Simulations of Liquid Crystals
The de Pablo group uses three different descriptions to capture LC dynamics: atomistic, mesoscale, and continuum. Each of these models provides a different level of molecular detail; and as such, when each model
becomes relevant depends on the level of detail needed. Continuum-based LC models have been successful for decades in predicting and understanding LC systems. Traditional numerical techniques, however, lack
fluctuations, and sufficiently complex LC systems can be challenging to model with these approaches. We propose a Monte-Carlo based continuum approach to avoid this limitation. By looking at a variety of LC
systems, we demonstrate that our proposed approach is an effective means of avoiding local energy minima. Recent experiments have demonstrated that when micrometer-sized particles are placed at the surface of
an LC droplet, these particles tend to form hexagonal 2D crystals. To understand this phenomenon, we use a continuum-based LC model to measure the free-energy of various particle arrangements. With a combination
of theory, simulation and experiment, we now have a more complete understanding of these particle-decorated droplets. For some LC phenomena, a continuum model is insufficient. Recent experiments looking at the
interaction between complex lipids and LCs necessarily require a model with greater molecular detail. To simulate these systems, we use an atomistic approach. With this approach, we are able to complement experimental
findings by providing molecular details impossible to obtain through experiment.

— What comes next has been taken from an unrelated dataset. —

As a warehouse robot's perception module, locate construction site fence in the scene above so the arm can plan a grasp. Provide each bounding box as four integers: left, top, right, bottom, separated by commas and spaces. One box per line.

Toward Turbulent Galaxy Formation Modeling
Typical astrophysical flows are highly turbulent (with Reynolds numbers as high as few billions). On the contrary, simulations have limited resolution and highest achievable Reynolds numbers in simulations are about
thousand at best. Consequently, simulations hardly capture the transition from laminar flow to turbulence and turbulent cascade on small scales is not resolved. The unresolved turbulent motions exert pressure
which is not taken into account in modern cosmological simulations. To model this additional pressure support we need a Sub-Grid Scale (SGS) model of turbulence. Following the method described by [Schmidt et
al 2014] such model was implemented in cosmological code ART. Fully turbulent box tests performed with ART show that the model works fairly well for developed isotropic turbulence. However, the model needs to
be improved to reproduce dynamics of stratified turbulent flows which are the most important ones from the practical point of view. In future such models can be used to improve connection between resolved dynamics
of gas and sub-grid scale models of star formation and feedback.